Selon un économiste interrogé par El Watan, « cette mesure est une offensive contre les transactions parallèles et le commerce illégal, mais elle reste à évaluer sur le long terme ». La mise en œuvre pratique de cette décision sera déterminante pour juger de son efficacité. Toutefois, des défis subsistent, notamment le risque de spéculation, où certains individus pourraient profiter des taux officiels pour acquérir des devises et les revendre à un prix plus élevé sur le marché noir.

Les défis pour les banques et l’économie réelle

La hausse de l’allocation touristique pose également des défis pour les banques algériennes. En raison de l’augmentation de la demande en devises, les établissements financiers risquent de faire face à une « ruée bancaire » de la part des clients souhaitant bénéficier de cette nouvelle mesure. Cela pourrait entraîner une indisponibilité des fonds, voire une crise de liquidité si les réserves en devises s’avèrent insuffisantes.

Par ailleurs, cette situation soulève des questions sur la manière dont les ménages algériens peuvent accéder à ces devises. Avec une dépréciation continue du dinar sur le marché officiel, la quantité de monnaie nationale nécessaire pour obtenir 750 euros augmente considérablement. Cela alourdit la charge financière des familles souhaitant voyager, tout en exacerbant les déséquilibres économiques structurels.

« Dès lors que le besoin en devise s’accroît, les banques risquent de tomber dans le piège de l’indisponibilité de fonds, ou ce qu’on peut appeler les risques du passif et amener naturellement les banquiers à la pratique des sélections adverses pénalisantes de bons clients. Par ailleurs, du côté de la demande, à quel prix les ménages peuvent-ils se procurer de la devise au niveau des guichets ? Autrement dit, combien de quantités en monnaie nationale faudrait-il compte tenu de la dévaluation et la dépréciation sur un marché flottant pour la satisfaction des besoins ? « , explique Hocine Sam, docteur en économie à El Watan.

Les bureaux de change sous surveillance

La création de bureaux de change officiels, prévue dans le cadre de la loi n°23-09 du 21 juin 2023, représente une autre mesure visant à limiter l’influence du marché parallèle. Ces bureaux, réglementés par la Banque d’Algérie, permettront d’offrir une alternative légale aux transactions en devises. Cependant, leur impact réel reste à prouver, car ils fonctionneront dans un cadre strict pour éviter les fuites de capitaux et le blanchiment d’argent.

Malgré ces efforts, la convertibilité totale du dinar reste un sujet complexe nécessitant une planification approfondie. Selon l’économiste, « l’accès aux devises dans un cadre légal est essentiel, mais cela ne sera efficace qu’avec des réformes économiques globales ».

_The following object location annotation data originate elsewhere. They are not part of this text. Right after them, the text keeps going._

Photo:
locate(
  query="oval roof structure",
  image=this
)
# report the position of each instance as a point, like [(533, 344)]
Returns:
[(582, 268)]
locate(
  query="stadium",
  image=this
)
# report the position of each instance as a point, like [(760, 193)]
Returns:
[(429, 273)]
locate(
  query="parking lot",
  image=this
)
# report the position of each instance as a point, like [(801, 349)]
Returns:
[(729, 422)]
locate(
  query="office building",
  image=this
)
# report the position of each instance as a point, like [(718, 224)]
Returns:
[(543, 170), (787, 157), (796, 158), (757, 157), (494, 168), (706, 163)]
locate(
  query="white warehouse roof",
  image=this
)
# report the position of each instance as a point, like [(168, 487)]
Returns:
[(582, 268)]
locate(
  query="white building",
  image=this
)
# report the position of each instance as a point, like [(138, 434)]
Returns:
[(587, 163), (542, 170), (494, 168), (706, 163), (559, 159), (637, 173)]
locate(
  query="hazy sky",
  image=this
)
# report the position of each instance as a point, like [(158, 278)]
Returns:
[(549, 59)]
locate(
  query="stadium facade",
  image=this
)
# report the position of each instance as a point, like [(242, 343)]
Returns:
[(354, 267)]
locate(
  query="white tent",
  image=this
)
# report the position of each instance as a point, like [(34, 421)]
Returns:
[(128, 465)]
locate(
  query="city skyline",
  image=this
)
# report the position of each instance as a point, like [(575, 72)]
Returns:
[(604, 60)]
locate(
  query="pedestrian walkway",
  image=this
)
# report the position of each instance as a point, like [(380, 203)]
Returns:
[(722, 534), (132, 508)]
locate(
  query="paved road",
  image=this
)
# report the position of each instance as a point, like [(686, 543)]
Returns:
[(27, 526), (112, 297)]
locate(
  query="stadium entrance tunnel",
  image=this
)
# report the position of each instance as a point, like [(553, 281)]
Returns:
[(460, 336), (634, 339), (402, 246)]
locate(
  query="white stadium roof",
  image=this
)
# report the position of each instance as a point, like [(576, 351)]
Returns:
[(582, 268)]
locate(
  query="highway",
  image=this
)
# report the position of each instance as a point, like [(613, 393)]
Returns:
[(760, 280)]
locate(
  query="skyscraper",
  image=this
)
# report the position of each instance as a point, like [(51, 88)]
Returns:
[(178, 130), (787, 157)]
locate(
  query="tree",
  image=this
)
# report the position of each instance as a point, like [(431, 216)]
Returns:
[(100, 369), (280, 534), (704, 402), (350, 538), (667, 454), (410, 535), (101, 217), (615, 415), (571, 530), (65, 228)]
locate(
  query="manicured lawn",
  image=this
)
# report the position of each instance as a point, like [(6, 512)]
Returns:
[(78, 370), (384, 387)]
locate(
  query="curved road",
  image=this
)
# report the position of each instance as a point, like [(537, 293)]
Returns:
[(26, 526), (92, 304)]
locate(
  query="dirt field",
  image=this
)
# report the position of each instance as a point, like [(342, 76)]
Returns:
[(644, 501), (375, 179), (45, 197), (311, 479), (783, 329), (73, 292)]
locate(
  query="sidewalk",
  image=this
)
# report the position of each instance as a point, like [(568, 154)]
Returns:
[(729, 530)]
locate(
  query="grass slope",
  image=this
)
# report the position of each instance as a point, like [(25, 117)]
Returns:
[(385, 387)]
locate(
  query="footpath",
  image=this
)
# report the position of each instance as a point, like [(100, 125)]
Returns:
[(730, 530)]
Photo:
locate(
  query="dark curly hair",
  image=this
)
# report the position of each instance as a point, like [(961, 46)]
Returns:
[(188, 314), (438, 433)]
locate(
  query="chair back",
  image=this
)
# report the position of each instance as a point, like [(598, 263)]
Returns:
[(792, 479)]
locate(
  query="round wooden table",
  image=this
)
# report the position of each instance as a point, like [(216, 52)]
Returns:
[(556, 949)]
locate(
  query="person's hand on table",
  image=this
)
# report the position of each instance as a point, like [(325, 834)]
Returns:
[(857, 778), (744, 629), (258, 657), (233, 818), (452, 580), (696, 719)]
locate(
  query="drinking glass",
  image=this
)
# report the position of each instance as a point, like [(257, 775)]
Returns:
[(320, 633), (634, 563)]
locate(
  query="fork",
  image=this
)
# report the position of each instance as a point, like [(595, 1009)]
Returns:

Vers une économie plus résiliente ?

Pour stabiliser le marché des devises, les experts s’accordent sur la nécessité de réformes économiques profondes. Cela inclut la diversification de l’économie, la réduction de la dépendance aux hydrocarbures et le renforcement de la production locale. Ces mesures permettraient de réduire la demande en devises étrangères et de soutenir la valeur du dinar.